Un lavoro, questo, iniziato tre anni fa e portato avanti minuziosamente dal direttore artistico dei record (secondo solo  Baudo), tanto da ritrovarsi oggi con una rosa di fuori classe, a partire da Giorgia, tra le voci più importanti del panorama musicale italiano e vincitrice del Festival nel '95, dove tornò altre tre volte. Tra gli altri colpacci di Amadeus Marco Mengoni - vincitore nel 2013 con "L'essenziale", canzone che ricantò a Sanremo nella serata finale della scorsa edizione, quando partecipò come ospite (appunto) - e Ultimo, che torna all'Ariston a quattro anni dall'ultima volta, dopo 53 dischi di platino, 19 dischi d'oro e il Circo Massimo pieno - lo scorso luglio - come fu per i Rolling Stones e altre star della musica internazionale o di casa nostra. A soli 26 anni. Ma non è l'unico 'enfant prodige' di questa edizione. Da Madame a Lazza - amatissimo dai più giovani, da qualche anno a questa parte addicted della storica kermesse canora che preferivano lasciare tutta ai nonni - passando per Tananai e Mara Sattei che ancora gongolano dei numeri record incassati grazie al tormentone estivo con Fedez, ma anche la streammatissima Ariete. Non manca la quota 'figli di' con LDA, terzogenito di Gigi D'Alessio, e Leo Gassmann, vincitore delle Nuove Proposte nel 2020, per strizzare un po' l'occhio al pubblico più morboso. Per i nostalgici le reunion di Paola e Chiara e Articolo 31, ma anche i grandi ritorni, tutti (o quasi) direttamente dagli anni '90: Anna Oxa, Gianluca Grignani, Modà e i Cugini di Campagna con una canzone scritta da La Rappresentante di Lista. Un carrozzone così trasversale da dare un colpo alla musica e uno allo show. E ben assestato. 

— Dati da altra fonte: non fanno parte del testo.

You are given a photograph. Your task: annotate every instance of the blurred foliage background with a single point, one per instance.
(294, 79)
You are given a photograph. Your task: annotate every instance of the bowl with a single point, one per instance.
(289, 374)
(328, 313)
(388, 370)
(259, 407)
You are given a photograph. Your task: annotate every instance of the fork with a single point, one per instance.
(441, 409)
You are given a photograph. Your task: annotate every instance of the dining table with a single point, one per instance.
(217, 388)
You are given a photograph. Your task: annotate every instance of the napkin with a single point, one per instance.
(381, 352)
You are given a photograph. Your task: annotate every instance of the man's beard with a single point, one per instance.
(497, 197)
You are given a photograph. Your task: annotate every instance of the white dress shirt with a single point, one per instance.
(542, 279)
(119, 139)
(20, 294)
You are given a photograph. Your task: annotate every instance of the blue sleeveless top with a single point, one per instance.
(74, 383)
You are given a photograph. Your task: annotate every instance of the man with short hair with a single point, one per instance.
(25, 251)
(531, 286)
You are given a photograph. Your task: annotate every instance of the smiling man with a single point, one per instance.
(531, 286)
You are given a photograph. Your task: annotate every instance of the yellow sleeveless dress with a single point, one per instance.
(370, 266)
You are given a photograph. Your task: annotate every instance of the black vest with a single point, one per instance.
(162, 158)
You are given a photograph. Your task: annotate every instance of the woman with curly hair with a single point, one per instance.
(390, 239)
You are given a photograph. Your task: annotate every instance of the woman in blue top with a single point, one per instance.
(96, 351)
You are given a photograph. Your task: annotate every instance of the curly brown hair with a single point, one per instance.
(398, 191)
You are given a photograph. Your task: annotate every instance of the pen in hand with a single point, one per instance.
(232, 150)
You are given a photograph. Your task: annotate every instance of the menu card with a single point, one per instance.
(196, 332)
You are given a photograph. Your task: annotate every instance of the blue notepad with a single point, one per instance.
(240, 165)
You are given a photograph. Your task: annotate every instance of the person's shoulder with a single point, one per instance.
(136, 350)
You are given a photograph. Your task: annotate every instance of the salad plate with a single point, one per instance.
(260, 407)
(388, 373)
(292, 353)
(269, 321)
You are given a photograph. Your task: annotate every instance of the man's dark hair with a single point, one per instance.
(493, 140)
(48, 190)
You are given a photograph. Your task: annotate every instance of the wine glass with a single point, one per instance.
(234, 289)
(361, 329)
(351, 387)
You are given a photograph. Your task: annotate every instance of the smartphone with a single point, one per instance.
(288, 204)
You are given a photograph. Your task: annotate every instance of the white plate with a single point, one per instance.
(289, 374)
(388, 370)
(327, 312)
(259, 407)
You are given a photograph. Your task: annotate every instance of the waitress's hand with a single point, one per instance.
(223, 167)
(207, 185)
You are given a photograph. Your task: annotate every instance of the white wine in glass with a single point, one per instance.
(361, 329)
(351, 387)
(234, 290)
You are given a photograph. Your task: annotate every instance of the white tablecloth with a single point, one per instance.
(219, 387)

Difficile immaginare qualcosa di migliore per un evento figlio della tradizione ma vorace di novità. Ancora più difficile farlo. Eppure a qualcuno il miracolo di Amadeus, capace di riscrivere in tre anni gli spartiti ormai sbiaditi di un Festival che non funzionava più trasformandolo in un format vincente, non va giù e si affretta a stroncarlo ancora prima del debutto. Così, su carta. La stessa su cui scrivono - o scrivevano - i detrattori dell'Ama quater. Giornalisti 'vecchio stampo' che sembrano avere il dente avvelenato per alcune decisioni prese in questi anni dal direttore artistico, a cominciare dall'abbattimento di una baronia - neanche troppo latente - che svettava fino a prima di lui nella sala stampa del Festival. Niente più trattamento impari, notizie agevolate per non farsi bruciare sul tempo dal web, posti intoccabili in prima fila. Lo spartiacque tra carta stampata, da una parte, e radio e siti locali dall'altra, non esiste più e la 'contaminazione' pare bruciare parecchio, tanto da portare alcuni noti cronisti - di noti quotidiani - a punte di acidità che mal si mascherano con il diritto di critica. Per citarne uno, Andrea Laffranchi del Corriere: "Il cast di Sanremo in un tweet - ha scritto subito dopo l'annuncio dei cantanti in gara fatto da Amadeus al Tg1 - Qualche colpo grosso ma anche il carrello dei bolliti". "Bolliti". Esattamente lo stesso termine usato poco prima da Lucio Presta, manager di Amadeus: "Ora dopo tanti cantanti giovani e grande rinnovamento musicale, bisognerà che i giornalisti si decidano a rinnovare alcuni bolliti della penna". Mentre il prossimo Festival di Sanremo si cuoce a fuoco lento, resta intanto la certezza che no, non sono solo canzonette.